Hugh Dunleavy is commercial director at Malaysia Airlines
Malaysia Airlines has been impacted by two significant events in 2014. The first was the unexplained disappearance of flight MH370 en route from Kuala Lumpur to Beijing on 8 March, and the second was the shooting down of MH17 over Ukraine on 17 July.
The first incident must trigger the aviation industry to enhance flight-tracking equipment installed on all commercial aircraft so that even if one disappears from air traffic control radar systems, there is a separate and independent mechanism to allow the airline to be able to track the exact location of the aircraft.
This will require collaboration across the airline industry and ICAO. More specifically, IATA should play a leadership role to ensure that the airline industry does not end up with a multitude of solutions all using different technologies that are incompatible across geographic regions.
Work on robust solutions is under way. By the end of 2014, the first implementations should be ready and testing can take place to prove the solution in an operational environment. MAS plans to be one of the first airlines to install such capabilities, and we will actively participate in ICAO and IATA activities relating to aircraft-tracking capabilities.
In parallel, MAS is collaborating fully with the Malaysian government authorities participating with Australian and Chinese search agencies in the continuing search for the missing aircraft in the South Indian Ocean. The search could take some considerable time as this region is one of the least explored and charted areas of the planet.
The shooting-down of MH17 over Ukraine is tragic, but unfortunately this is not the first such event in history. The impact of MH17 is profound in that although the aircraft was flying over a “ground war zone”, the aircraft was using a flight corridor specified as “safe” by both ICAO and European air traffic control.
Obviously, the designation of the flight corridor as safe was not an accurate reflection of the actual dangers civil aircraft faced when operating above what was understood to be a ground-level war zone.

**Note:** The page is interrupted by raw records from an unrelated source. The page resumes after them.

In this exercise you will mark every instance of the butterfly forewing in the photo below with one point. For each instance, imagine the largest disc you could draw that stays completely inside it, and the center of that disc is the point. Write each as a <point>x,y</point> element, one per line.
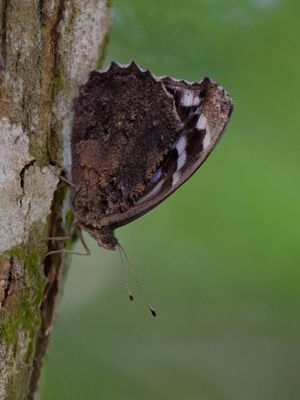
<point>204,110</point>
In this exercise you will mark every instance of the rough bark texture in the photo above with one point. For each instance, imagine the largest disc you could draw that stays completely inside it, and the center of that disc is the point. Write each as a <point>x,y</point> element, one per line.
<point>47,49</point>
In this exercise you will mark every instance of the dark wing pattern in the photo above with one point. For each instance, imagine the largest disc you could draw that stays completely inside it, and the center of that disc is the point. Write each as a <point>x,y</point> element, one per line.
<point>204,110</point>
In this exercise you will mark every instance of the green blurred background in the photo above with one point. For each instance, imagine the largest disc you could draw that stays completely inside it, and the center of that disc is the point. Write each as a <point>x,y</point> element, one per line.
<point>220,258</point>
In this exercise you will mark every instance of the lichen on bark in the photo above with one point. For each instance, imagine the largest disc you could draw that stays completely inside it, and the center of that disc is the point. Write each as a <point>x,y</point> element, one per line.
<point>47,49</point>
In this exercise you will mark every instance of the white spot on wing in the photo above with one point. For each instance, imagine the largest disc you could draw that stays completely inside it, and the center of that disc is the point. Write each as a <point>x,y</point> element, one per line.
<point>206,140</point>
<point>180,147</point>
<point>202,123</point>
<point>189,99</point>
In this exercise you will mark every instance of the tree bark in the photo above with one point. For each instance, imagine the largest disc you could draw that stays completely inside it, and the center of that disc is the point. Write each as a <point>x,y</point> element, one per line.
<point>47,49</point>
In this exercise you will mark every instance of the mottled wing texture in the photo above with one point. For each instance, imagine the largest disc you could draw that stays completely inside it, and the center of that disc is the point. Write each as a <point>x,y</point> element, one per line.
<point>125,123</point>
<point>137,138</point>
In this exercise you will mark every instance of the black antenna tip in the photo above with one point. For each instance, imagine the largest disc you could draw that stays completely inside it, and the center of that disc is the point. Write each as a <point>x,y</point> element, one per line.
<point>153,312</point>
<point>131,298</point>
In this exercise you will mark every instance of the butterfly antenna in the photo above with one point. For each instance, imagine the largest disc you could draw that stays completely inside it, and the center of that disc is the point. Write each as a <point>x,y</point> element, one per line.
<point>125,276</point>
<point>121,250</point>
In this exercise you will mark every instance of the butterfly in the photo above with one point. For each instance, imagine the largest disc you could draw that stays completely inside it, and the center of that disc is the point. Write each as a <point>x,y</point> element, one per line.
<point>137,138</point>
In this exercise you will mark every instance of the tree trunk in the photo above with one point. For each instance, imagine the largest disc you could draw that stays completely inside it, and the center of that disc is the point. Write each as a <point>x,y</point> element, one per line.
<point>47,49</point>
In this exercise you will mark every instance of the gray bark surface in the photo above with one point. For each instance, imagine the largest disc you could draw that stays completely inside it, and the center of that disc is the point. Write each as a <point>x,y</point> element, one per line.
<point>47,49</point>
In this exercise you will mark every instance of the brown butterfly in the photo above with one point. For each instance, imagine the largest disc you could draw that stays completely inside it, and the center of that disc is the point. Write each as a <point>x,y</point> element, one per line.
<point>136,138</point>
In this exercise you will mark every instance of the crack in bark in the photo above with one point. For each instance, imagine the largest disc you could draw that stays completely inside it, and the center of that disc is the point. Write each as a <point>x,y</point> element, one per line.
<point>22,178</point>
<point>9,282</point>
<point>3,30</point>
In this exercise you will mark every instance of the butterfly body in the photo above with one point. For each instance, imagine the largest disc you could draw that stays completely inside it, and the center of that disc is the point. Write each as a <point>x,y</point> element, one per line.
<point>136,139</point>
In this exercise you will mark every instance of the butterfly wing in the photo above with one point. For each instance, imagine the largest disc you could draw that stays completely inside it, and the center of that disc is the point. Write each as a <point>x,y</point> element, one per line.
<point>204,110</point>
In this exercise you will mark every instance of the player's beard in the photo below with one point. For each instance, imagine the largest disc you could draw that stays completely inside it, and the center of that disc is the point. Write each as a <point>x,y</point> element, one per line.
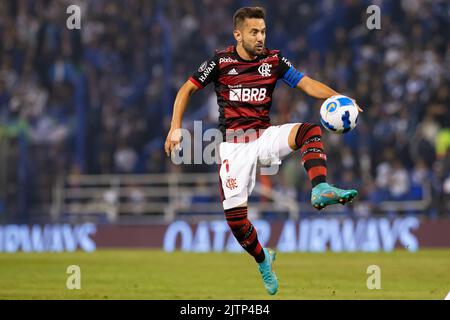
<point>253,50</point>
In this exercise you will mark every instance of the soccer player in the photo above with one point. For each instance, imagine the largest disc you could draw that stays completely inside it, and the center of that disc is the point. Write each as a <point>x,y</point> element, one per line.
<point>244,76</point>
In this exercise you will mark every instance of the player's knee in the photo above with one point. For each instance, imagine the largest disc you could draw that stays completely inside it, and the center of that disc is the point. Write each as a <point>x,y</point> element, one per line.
<point>305,131</point>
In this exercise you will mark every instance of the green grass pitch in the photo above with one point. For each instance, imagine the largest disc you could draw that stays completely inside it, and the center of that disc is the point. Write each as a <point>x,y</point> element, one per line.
<point>151,274</point>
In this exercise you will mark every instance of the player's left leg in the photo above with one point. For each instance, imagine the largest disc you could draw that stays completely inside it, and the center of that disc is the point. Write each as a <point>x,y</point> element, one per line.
<point>307,138</point>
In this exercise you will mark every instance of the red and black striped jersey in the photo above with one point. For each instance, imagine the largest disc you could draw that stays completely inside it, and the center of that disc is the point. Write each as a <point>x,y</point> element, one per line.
<point>244,88</point>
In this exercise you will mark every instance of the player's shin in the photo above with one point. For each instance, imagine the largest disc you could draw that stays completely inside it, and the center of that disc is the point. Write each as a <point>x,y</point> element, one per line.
<point>309,141</point>
<point>244,232</point>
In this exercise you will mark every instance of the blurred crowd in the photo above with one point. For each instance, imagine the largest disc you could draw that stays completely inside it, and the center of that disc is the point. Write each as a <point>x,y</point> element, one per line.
<point>99,99</point>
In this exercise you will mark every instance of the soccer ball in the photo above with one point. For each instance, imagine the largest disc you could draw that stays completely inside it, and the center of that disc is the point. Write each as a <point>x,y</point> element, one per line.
<point>339,114</point>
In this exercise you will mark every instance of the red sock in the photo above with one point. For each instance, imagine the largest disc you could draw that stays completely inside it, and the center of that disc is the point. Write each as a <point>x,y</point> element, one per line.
<point>244,232</point>
<point>309,140</point>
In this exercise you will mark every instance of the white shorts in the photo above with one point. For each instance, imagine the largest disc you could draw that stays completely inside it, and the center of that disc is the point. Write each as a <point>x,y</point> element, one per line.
<point>239,161</point>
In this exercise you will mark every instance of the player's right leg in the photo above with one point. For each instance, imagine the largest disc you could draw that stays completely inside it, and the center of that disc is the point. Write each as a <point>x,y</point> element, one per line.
<point>237,174</point>
<point>307,138</point>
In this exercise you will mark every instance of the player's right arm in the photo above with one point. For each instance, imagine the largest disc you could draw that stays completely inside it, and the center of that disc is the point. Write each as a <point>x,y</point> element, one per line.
<point>206,73</point>
<point>179,106</point>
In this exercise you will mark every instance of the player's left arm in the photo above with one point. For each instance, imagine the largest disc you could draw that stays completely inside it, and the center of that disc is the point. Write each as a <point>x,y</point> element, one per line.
<point>317,89</point>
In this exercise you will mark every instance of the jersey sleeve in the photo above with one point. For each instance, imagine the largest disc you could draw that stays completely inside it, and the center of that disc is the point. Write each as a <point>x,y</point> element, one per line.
<point>207,72</point>
<point>287,72</point>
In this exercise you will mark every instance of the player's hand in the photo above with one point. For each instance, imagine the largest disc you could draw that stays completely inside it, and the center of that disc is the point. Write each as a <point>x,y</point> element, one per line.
<point>173,140</point>
<point>359,109</point>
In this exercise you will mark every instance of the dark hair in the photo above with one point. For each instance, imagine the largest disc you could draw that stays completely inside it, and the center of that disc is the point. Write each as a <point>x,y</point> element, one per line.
<point>247,13</point>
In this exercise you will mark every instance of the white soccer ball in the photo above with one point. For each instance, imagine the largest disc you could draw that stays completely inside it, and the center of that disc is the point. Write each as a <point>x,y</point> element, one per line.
<point>339,114</point>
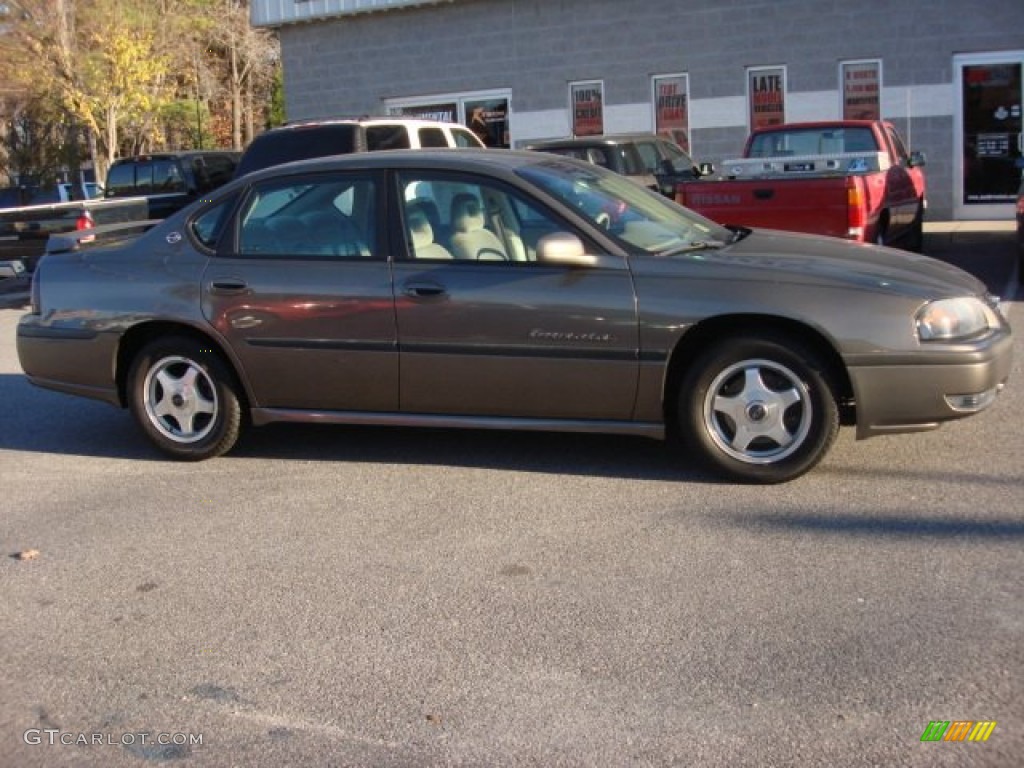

It is therefore appropriate for ICAO and IATA to take a closer look at the criteria used to identify flight corridors for use by civilian commercial aircraft.
ICAO is reviewing the criteria and information sources used in assessing the use of flight corridors, and this is welcomed by the industry. However, in addition, it is important to ask what else can be done at the government level to ensure that civilian aircraft operating in designated flight corridors are not targeted by military/rebel forces using sophisticated weapon systems capable of the total destruction of an aircraft and all its passengers.
Compounding the tragedy was the inability of the investigation and recovery teams to gain access to the crash site, secure the area from tampering and retrieve the bodies of the passengers. The fact that the aircraft was brought down by a sophisticated missile system meant that the crash site was in fact a crime scene and strict controls should have been immediately implemented to prevent unauthorised access. This should be a minimum level of expectation for any civilised country.
Unfortunately, grieving family members had to endure unnecessary additional stress knowing that their loved ones were still lying in an open field for days and weeks after the crash. Evidence that the passengers’ belongings were being looted further worsened the situation.
This is not only a tragedy for the passengers on board MH17 – it is a tragedy that in a modern connected world, opposing forces in Ukraine could not set aside their differences for a period of time and exhibit sufficient human decency to allow the investigators access to the site.
The world should consider this behaviour as a war crime and prosecute those involved. This, however, is highly unlikely to happen. Innocent civilians were caught up in a war that they knew very little about but which ultimately took their lives in a senseless act of mindless aggression against a civilian passenger aircraft.